Plant perennials in a garden or flower bed, and with a minimal amount of care, you'll have lovely, green plants for many years. Perennial plants generally are the first and most important feature to consider when creating a flower garden, with colorful annuals planted for color and contrast every spring. Available in a nearly endless variety of colors, sizes and textures, perennials are bound to add interest to the landscape.
Plant perennials where the plants will be exposed to the proper amount of sunshine for the particular variety. Check the tag on the plant's nursery container for specifics.
Prepare the soil for perennials ahead of time. Remove any stones or large dirt clods. Cultivate the soil to a depth of 6 to 8 inches, using a shovel or garden fork. Work in 3 to 5 inches of compost, peat moss or manure. Add 2 to 3 lbs. of all-purpose granular fertilizer for every 100 square feet of planting area.
Water perennials deeply, especially during the first year. Water at the base of the plant, allowing the water to penetrate to a depth of 6 to 8 inches, then allow the soil to dry out slightly before the next watering.

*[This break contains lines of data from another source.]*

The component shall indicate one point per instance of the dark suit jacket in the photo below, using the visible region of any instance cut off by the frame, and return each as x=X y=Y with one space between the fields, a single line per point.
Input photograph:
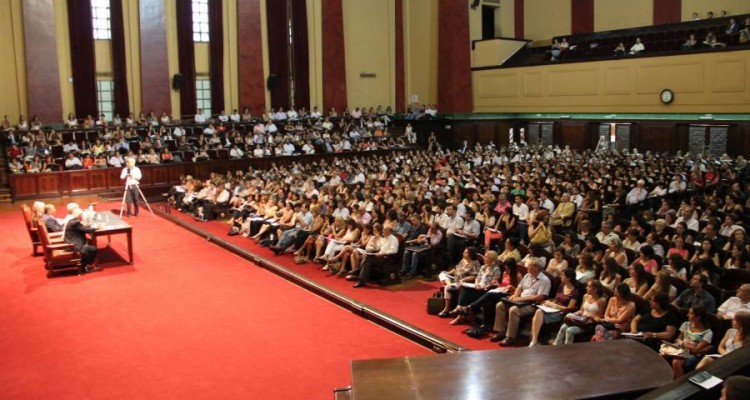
x=51 y=223
x=75 y=233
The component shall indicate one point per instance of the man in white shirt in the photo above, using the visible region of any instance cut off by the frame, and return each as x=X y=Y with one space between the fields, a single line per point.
x=292 y=114
x=236 y=153
x=533 y=289
x=460 y=237
x=340 y=211
x=677 y=185
x=741 y=302
x=73 y=162
x=235 y=117
x=280 y=115
x=388 y=247
x=132 y=177
x=199 y=117
x=688 y=218
x=315 y=114
x=606 y=236
x=638 y=194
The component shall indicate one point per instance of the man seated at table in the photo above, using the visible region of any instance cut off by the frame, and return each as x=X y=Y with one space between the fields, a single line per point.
x=388 y=246
x=533 y=289
x=52 y=224
x=741 y=302
x=75 y=234
x=695 y=295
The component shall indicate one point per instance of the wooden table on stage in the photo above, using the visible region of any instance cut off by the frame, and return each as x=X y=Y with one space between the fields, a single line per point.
x=114 y=225
x=576 y=371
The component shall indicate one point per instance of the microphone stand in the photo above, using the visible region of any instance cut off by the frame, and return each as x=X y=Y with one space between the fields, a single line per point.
x=128 y=183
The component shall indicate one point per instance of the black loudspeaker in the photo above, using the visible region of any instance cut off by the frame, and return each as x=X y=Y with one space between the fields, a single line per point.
x=177 y=81
x=271 y=81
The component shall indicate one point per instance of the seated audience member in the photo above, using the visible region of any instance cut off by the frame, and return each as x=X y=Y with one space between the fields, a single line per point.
x=532 y=290
x=592 y=307
x=696 y=296
x=465 y=271
x=638 y=47
x=712 y=41
x=733 y=28
x=75 y=234
x=734 y=304
x=690 y=43
x=388 y=247
x=620 y=49
x=695 y=339
x=52 y=223
x=610 y=276
x=735 y=337
x=487 y=278
x=658 y=324
x=564 y=302
x=618 y=315
x=418 y=242
x=661 y=285
x=73 y=162
x=462 y=236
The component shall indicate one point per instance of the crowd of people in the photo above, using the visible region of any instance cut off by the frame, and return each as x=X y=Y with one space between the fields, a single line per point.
x=730 y=32
x=33 y=148
x=596 y=242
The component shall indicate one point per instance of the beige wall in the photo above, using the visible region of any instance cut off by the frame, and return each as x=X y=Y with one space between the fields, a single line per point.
x=702 y=83
x=733 y=7
x=315 y=46
x=133 y=53
x=231 y=73
x=369 y=32
x=506 y=18
x=14 y=100
x=103 y=56
x=618 y=14
x=173 y=61
x=62 y=37
x=421 y=50
x=544 y=19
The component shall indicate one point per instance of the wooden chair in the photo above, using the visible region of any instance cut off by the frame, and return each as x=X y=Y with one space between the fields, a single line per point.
x=58 y=256
x=31 y=228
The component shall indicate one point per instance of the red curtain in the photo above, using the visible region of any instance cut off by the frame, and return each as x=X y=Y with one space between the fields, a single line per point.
x=83 y=62
x=278 y=53
x=186 y=58
x=216 y=55
x=301 y=54
x=119 y=68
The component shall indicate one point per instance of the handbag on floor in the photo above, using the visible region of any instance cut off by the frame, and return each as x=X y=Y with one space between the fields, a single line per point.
x=436 y=303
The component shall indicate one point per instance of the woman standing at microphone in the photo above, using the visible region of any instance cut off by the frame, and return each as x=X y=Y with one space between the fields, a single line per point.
x=132 y=176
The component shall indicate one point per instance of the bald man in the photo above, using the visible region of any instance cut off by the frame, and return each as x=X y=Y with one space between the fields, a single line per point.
x=132 y=176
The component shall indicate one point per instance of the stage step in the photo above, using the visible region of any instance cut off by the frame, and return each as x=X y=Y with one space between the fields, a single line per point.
x=5 y=196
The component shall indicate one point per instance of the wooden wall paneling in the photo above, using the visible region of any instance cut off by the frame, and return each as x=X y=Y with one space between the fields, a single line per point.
x=464 y=130
x=735 y=140
x=681 y=138
x=485 y=132
x=113 y=179
x=573 y=134
x=23 y=186
x=79 y=181
x=98 y=179
x=158 y=176
x=502 y=129
x=654 y=136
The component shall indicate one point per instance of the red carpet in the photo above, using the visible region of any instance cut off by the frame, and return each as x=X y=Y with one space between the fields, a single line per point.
x=188 y=320
x=407 y=301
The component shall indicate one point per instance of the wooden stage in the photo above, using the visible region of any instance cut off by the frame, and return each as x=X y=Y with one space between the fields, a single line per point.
x=615 y=369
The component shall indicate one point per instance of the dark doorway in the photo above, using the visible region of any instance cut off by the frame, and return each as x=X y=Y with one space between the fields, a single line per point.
x=488 y=22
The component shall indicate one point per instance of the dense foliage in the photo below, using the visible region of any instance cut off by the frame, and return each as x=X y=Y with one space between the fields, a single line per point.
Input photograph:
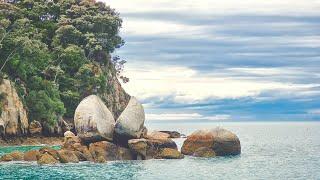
x=56 y=52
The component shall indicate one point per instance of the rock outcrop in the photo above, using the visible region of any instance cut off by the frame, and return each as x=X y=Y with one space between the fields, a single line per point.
x=13 y=118
x=221 y=141
x=150 y=148
x=93 y=121
x=116 y=99
x=158 y=135
x=35 y=128
x=130 y=123
x=204 y=152
x=105 y=151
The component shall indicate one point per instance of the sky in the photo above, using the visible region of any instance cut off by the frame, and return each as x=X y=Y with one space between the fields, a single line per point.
x=228 y=60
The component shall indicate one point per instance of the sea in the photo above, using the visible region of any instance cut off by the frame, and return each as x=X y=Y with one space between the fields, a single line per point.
x=270 y=150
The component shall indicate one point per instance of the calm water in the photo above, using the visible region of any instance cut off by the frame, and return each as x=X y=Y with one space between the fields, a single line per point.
x=284 y=150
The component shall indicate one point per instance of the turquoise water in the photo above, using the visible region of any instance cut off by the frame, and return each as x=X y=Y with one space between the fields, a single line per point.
x=277 y=150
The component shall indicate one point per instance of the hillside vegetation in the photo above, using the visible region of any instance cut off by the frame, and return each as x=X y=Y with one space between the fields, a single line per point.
x=57 y=52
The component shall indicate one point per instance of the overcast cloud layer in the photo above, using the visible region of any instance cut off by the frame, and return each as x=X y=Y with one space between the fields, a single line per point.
x=223 y=60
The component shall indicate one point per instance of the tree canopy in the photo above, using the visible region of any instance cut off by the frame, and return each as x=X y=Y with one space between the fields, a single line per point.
x=56 y=52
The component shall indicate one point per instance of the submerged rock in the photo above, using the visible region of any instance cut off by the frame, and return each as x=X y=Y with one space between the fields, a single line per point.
x=204 y=152
x=6 y=158
x=221 y=141
x=130 y=123
x=158 y=135
x=168 y=153
x=50 y=151
x=93 y=121
x=47 y=159
x=67 y=156
x=17 y=155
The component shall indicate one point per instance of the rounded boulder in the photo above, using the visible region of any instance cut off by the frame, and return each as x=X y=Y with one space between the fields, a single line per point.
x=93 y=121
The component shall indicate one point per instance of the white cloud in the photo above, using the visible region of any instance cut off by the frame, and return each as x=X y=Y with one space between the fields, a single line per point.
x=314 y=111
x=295 y=7
x=188 y=86
x=186 y=116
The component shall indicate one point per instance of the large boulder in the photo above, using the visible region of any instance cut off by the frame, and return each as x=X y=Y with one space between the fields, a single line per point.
x=35 y=128
x=221 y=141
x=158 y=135
x=93 y=121
x=130 y=123
x=13 y=115
x=149 y=148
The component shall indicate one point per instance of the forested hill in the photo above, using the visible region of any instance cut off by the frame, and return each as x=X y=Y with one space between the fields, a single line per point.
x=56 y=52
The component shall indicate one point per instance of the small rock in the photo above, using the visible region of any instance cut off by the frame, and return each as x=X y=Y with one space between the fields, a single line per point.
x=158 y=135
x=35 y=128
x=168 y=153
x=69 y=140
x=204 y=152
x=221 y=141
x=6 y=158
x=17 y=155
x=104 y=149
x=66 y=156
x=47 y=159
x=31 y=155
x=50 y=151
x=125 y=154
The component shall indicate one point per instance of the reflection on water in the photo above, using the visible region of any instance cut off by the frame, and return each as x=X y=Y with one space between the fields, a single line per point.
x=269 y=151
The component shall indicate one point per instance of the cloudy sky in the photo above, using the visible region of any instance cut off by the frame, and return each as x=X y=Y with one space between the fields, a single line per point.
x=223 y=60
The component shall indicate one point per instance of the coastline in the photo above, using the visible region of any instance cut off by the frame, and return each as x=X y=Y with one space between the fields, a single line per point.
x=32 y=141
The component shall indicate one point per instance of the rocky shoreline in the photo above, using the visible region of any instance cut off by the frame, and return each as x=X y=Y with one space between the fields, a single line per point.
x=99 y=138
x=32 y=141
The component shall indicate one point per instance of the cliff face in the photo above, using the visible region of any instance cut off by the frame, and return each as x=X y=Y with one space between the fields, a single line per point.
x=13 y=119
x=116 y=97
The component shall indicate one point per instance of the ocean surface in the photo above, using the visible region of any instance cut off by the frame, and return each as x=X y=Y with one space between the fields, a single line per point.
x=270 y=150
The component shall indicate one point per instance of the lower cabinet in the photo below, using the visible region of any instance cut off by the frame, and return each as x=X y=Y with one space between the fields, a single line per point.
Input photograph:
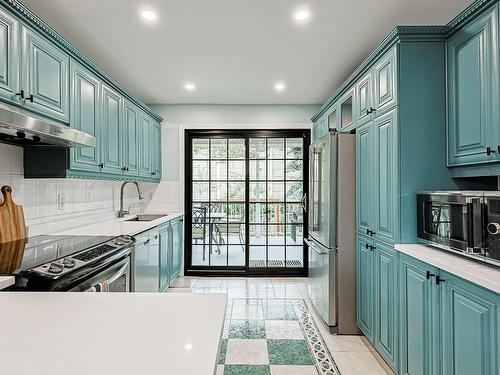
x=158 y=257
x=448 y=325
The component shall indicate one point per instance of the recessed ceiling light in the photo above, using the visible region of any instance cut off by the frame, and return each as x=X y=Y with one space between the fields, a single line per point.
x=149 y=15
x=302 y=15
x=279 y=86
x=190 y=86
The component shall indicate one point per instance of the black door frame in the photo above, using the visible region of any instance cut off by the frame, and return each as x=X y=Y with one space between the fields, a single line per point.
x=189 y=270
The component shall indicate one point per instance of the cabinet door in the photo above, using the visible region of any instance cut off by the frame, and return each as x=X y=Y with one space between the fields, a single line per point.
x=85 y=106
x=419 y=330
x=385 y=183
x=111 y=131
x=165 y=256
x=9 y=56
x=176 y=249
x=364 y=99
x=386 y=338
x=470 y=333
x=155 y=148
x=45 y=75
x=130 y=141
x=364 y=285
x=364 y=179
x=147 y=264
x=144 y=144
x=473 y=91
x=384 y=73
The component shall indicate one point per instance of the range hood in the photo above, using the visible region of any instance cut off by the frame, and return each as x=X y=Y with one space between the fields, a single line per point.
x=19 y=128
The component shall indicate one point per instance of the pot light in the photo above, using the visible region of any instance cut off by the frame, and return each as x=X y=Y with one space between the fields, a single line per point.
x=190 y=86
x=149 y=15
x=279 y=86
x=302 y=15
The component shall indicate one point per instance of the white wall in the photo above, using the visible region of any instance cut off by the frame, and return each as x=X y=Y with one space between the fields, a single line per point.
x=51 y=205
x=170 y=194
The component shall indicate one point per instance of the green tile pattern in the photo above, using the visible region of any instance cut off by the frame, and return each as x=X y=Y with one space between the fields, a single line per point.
x=247 y=329
x=247 y=370
x=288 y=352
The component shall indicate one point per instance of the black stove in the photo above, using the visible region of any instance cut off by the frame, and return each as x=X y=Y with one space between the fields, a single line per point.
x=60 y=262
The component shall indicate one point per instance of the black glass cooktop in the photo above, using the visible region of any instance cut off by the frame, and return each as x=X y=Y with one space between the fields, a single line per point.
x=17 y=256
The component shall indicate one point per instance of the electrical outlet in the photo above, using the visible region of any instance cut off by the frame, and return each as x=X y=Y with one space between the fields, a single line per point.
x=60 y=202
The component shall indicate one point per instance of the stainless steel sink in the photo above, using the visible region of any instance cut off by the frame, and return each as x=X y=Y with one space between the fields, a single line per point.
x=146 y=217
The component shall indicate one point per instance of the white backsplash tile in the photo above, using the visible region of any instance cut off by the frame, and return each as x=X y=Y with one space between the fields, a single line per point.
x=52 y=205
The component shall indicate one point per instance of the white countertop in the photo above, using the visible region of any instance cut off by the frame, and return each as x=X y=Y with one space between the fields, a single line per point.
x=481 y=274
x=117 y=227
x=6 y=281
x=110 y=333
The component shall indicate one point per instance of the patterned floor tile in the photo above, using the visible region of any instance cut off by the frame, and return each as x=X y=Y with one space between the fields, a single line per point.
x=247 y=329
x=247 y=370
x=293 y=370
x=283 y=329
x=247 y=352
x=289 y=352
x=222 y=352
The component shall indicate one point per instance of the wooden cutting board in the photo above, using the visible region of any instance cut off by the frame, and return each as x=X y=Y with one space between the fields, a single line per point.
x=12 y=225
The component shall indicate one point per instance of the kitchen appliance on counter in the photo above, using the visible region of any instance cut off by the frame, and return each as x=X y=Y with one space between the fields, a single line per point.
x=463 y=222
x=69 y=263
x=331 y=238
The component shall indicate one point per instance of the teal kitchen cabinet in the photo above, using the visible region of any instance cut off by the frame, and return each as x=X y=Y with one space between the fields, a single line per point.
x=146 y=262
x=130 y=140
x=419 y=318
x=154 y=147
x=365 y=285
x=385 y=82
x=144 y=146
x=363 y=104
x=165 y=259
x=177 y=248
x=473 y=92
x=386 y=303
x=9 y=56
x=470 y=317
x=111 y=125
x=84 y=116
x=364 y=179
x=384 y=183
x=44 y=76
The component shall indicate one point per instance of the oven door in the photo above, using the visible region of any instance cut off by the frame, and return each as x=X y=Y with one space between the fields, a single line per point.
x=452 y=221
x=115 y=278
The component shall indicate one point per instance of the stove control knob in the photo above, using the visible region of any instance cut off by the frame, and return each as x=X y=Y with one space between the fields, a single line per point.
x=69 y=263
x=56 y=267
x=493 y=228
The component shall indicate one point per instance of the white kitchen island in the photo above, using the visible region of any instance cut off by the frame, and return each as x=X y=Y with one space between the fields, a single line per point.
x=110 y=333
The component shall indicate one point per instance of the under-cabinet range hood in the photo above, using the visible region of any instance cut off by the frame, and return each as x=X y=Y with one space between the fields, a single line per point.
x=18 y=127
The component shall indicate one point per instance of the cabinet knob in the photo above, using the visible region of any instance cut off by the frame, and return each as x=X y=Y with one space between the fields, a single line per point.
x=489 y=151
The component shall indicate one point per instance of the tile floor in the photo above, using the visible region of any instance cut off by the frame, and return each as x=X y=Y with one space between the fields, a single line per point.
x=269 y=331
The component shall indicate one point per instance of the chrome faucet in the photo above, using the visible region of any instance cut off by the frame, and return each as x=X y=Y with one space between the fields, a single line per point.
x=122 y=212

Water perennials early in the day so the foliage has time to dry before evening to prevent disease.
Spread 2 to 4 inches of mulch, such as dry grass or bark chips, around perennials to keep the soil cool, retain moisture and deter weeds.
Stake tall perennials to keep the plants from falling or blowing over. Install metal or wooden stakes when the plants are still small to prevent damage to the roots. Attach the stem to the stake using garden ties, strips of nylon pantyhose or soft fabric as the plant grows.
Prepare perennials for winter by spreading a fresh 2- to 4-inch layer of mulch around the plants. Leave the foliage in place for spring to provide food and shelter for birds, if you wish, or it can be pruned to about 2 to 3 inches.
Fertilize perennial plants every spring by applying a small handful of balanced fertilizer around the plant. Repeat every six weeks until mid-summer. Don't fertilize in autumn, as new growth will make the plant more susceptible to winter freezes.
Pinch the stem tips occasionally to keep growth bushy and to prevent tall, spindly plants. Remove dead blooms to encourage blooming and to prevent the plant from going to seed too early.